Haha..becanda bang..aku geli aja melihat serangga jadi makanan. Langsung terbayangkan ketika mereka hidup. Ewwww…. ;p
Pernah salah makan burger yang dibeli di Sevel di bangkok…baru sadar setelah habis dagingnya gak jelas…ya udah deh, yang penting sebelum makan udah bismilah :) Tapi setuju banget, dengan bepergian kayak gini, kita lebih tahu gimana rasanya jadi minoritas, jadi kita jadi mikir dan memahami minoritas di negeri sendiri
Nah iya kan? Aku juga merasakan itu, Kak. :)
wuah wuah musti hati2 banget neh klo ke thailand
mas kan udh menjelajah bangkok dan sekitarnya tuh. apa saja nama restoran halal yg mas temui selaen yg disebutin di atas? di daerah apa aja?
Kalo gw ke bangkok biasa nya tutup mata, iseng nanya HALAL ??? begitu di jawab halal maka langsung embat, padahal dalam hati paling dalam tersadar kalo ini minyak babi xixixixi.
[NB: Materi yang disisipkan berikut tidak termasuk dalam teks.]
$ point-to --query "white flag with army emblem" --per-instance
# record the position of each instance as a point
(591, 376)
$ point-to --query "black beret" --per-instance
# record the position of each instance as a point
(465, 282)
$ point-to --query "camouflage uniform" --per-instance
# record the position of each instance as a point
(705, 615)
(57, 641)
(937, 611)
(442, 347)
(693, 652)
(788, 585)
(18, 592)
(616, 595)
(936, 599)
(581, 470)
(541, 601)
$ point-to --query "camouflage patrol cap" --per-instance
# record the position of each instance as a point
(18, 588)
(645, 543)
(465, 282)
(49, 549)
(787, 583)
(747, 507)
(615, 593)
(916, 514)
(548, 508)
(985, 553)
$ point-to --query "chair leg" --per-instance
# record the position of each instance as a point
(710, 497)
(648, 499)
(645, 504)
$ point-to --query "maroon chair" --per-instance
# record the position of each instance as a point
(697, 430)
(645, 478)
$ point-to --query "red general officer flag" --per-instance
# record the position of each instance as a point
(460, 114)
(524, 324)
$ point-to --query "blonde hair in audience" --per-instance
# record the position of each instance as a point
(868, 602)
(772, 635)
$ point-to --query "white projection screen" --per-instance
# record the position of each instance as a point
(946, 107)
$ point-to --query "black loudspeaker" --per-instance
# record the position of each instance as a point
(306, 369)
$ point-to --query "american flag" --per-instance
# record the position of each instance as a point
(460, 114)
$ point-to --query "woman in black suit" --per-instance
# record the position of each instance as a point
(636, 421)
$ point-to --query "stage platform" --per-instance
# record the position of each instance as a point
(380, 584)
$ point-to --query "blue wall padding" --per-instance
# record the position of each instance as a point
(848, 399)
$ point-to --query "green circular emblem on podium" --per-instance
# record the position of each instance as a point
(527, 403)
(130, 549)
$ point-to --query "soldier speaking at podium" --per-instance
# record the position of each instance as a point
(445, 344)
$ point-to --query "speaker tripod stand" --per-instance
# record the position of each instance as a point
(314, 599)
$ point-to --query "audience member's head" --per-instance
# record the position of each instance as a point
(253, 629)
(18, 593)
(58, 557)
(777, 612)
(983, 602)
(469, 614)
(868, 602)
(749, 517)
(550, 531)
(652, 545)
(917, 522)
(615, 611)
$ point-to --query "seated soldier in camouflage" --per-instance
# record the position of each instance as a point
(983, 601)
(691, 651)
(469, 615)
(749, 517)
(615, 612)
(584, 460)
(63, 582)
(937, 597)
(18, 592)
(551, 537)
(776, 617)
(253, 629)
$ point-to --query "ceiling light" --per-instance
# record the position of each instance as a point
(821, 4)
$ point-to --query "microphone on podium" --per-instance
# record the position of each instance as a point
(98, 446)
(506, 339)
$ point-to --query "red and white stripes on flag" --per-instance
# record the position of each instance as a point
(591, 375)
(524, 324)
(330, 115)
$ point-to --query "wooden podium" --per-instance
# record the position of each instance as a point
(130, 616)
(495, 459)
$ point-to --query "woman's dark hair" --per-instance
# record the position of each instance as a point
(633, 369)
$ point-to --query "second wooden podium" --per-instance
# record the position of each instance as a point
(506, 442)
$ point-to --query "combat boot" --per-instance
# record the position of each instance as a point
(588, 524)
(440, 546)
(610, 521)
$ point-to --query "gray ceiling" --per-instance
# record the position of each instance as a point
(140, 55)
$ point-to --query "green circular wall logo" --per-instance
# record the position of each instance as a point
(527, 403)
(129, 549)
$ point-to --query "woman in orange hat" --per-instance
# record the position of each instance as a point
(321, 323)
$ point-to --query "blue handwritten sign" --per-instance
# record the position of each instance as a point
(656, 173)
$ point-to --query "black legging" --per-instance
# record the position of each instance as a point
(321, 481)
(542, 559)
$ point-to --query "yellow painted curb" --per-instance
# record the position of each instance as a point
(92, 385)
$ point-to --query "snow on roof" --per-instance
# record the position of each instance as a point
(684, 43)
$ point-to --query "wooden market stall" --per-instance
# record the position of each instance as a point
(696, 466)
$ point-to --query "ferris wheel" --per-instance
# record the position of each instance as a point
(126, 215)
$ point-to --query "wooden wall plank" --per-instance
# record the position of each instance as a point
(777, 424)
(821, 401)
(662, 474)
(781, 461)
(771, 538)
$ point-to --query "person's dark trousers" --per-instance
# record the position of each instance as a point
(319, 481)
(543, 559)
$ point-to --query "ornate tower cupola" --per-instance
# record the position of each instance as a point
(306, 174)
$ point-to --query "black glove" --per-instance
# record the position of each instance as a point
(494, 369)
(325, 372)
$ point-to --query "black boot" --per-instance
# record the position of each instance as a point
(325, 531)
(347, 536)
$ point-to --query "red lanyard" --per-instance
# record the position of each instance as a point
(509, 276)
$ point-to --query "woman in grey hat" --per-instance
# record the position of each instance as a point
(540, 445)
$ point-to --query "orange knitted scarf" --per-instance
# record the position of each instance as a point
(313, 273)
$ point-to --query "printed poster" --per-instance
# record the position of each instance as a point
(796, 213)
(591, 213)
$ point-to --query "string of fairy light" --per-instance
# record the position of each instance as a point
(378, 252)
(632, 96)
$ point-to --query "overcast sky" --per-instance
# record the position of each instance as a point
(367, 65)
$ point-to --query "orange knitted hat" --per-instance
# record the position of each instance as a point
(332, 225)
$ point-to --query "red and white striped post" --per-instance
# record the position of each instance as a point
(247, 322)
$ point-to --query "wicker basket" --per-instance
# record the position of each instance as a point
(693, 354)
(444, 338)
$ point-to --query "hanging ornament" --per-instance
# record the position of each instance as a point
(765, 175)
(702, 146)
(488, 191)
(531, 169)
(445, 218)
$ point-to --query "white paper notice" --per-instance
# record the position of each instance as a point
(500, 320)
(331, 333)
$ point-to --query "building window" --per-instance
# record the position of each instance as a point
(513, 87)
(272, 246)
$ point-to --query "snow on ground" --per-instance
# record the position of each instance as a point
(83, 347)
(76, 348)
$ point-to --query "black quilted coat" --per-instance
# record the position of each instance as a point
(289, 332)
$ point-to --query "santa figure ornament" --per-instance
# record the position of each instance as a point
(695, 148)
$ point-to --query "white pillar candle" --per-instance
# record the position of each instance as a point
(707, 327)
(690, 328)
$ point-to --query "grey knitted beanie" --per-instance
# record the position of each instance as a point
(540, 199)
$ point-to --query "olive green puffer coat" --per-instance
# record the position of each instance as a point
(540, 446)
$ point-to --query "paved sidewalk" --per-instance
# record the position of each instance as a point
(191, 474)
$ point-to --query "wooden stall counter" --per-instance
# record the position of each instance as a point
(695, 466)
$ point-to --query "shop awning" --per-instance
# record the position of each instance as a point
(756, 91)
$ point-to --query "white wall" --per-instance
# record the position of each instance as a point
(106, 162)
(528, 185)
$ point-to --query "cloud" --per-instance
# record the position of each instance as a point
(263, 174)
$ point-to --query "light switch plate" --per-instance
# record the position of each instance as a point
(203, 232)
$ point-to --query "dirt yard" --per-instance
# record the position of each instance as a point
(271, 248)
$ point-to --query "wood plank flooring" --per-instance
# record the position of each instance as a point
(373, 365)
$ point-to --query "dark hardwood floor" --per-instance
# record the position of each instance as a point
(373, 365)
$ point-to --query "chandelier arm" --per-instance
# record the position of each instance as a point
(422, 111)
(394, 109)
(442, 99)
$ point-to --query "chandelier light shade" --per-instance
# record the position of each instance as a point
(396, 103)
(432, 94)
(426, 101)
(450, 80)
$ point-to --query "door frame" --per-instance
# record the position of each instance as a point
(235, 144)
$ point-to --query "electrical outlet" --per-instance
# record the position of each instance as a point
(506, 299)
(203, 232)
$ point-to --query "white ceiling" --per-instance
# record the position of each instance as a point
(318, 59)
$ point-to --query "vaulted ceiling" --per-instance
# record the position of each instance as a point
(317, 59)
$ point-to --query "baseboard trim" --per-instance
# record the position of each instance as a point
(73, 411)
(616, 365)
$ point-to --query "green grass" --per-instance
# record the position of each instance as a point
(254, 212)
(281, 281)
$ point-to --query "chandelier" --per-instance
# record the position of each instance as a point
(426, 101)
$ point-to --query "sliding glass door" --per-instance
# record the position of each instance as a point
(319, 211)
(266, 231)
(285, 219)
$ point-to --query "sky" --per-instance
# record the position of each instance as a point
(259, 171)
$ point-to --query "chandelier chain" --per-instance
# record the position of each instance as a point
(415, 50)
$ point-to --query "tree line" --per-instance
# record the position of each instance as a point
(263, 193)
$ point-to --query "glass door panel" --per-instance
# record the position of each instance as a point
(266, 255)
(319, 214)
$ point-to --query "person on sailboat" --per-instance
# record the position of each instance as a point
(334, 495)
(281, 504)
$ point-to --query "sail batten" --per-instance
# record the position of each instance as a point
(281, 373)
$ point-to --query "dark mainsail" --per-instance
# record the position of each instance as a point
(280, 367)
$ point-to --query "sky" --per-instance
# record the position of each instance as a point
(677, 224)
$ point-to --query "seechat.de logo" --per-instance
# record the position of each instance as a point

Aku perna lebaran di bangkok, sholat ied di kawasan muslem dah ketemu orang2 negro item2 yg pada sama2 sholat ied
Wuih beratt :D
Tapi seruuuu… :D
Mihihihi, seru sang bang, tapi peu han meurumpok ngon inong jadi-jadian yang leubeh lagak dari inong nyang sebenar jih di sinan? Hahaha
Hana ta tuhoe lee pat nyang dilee agam ngen nyang beutoi-beutoi inong. Hahaha.. Tapi gender bak awak Thailand hana lee di kalen sebagai perbedaan. :D
Padahal bangkok paling banyak makanannya, asik buat hunting kuliner, cuma ya itu harus hati – hati milih :D *brb ke bangkok* :P
Belum kesampaian juga daku jalan-jalan ke Bangkok nih.. Hmmm…
Kamu bisaa…kamu pasti bisaaa…kamu tak boleh berputus asaaaa…kamu pasti bisaaaaa… *semangatin pakai jingle iklan* :))
Susah juga bila pergi ke negara yang majoritinya bukan Muslim. Kadang kala terpaksa ikat perut kerana ragu-ragu dengan makanan yang ada..
Betul, Bella. Harus kuat-kuat tahan. lol.